Member of Parliament for Blackburn
- In office 1857–1869 Serving with William Henry Hornby
- Preceded by: James Pilkington and Montague Joseph Feilden
- Succeeded by: Henry Feilden Edward Hornby

Personal details
- Born: 28 February 1792 Blackburn, Lancashire, England
- Died: 29 August 1870 (aged 78)
- Parents: Henry Feilden (father); Fanny Hill (mother);
- Relatives: Henry Feilden (son) Randle Feilden (son) William Feilden (uncle) Montague Feilden (cousin)
- Occupation: Landowner & politician

= Joseph Feilden (Blackburn MP) =

British politician (1792–1870)

Joseph Feilden (28 February 1792 - 29 August 1870) was a British landowner who represented Blackburn in Parliament from 1865 to 1869.

== Life ==
Feilden was born in Blackburn, the son of Henry Feilden of Witton Park, Blackburn, and his wife Fanny, daughter of William Hill of Blythe Hall, Lathom. He held a commission as a captain in the 1st Lancashire Militia 1812-16 and was appointed High Sheriff of Lancashire in 1818.

He was elected to represent Blackburn as a Conservative at the 1865 general election and re-elected at the 1868 general election, but his election was overturned on petition in 1869 and he was unseated. The election was declared void in March 1869 due to undue influence being exerted by agents of the two successful Conservative candidates, but the court stressed that the candidates themselves had not known of or participated in any corrupt practices. Feilden was thus unseated, and did not contest the following election.

His eldest son Henry Master Feilden (1818-1875) was elected as the Member of Parliament for Blackburn in the subsequent by-election the petition, and held the seat until his death in 1875. Another son, Randle Joseph Feilden (1824-1895), was later the Member of Parliament for North Lancashire and Chorley.

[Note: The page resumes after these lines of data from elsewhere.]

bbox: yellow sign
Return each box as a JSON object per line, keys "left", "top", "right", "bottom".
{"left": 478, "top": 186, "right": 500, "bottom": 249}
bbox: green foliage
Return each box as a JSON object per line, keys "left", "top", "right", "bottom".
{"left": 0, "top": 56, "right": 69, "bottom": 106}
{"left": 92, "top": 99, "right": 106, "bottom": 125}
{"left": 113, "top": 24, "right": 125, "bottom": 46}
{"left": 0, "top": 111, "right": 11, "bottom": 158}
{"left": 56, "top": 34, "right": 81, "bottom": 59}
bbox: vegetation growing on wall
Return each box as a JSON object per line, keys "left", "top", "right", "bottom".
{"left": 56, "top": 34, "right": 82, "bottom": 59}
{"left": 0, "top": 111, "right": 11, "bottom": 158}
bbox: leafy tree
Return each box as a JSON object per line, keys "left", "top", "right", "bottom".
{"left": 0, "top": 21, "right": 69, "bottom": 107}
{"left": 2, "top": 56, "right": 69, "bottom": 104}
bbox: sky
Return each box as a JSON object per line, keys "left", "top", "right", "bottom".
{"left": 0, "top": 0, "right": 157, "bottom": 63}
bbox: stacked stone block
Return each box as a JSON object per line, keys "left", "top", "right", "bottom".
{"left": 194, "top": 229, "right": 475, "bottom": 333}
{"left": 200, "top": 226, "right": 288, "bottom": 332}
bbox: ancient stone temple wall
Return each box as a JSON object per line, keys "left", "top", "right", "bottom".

His relatives Sir William Feilden, 1st Baronet of Witton Park, and his son Montague Joseph Feilden, had represented Blackburn from 1832 to 1835 and 1853 to 1857, both as Whigs; Montague Joseph contested the 1868 election against his cousin as a Liberal. A cousin on his mother's side, Richard Willis, inherited a share of the Green Park and Spring Vale slave estates in Jamaica, and claimed around £13,500 compensation under the Slavery Abolition Act 1833; Feilden was the trustee for their claims.

Feilden died in 1870, leaving an estate of around £100,000.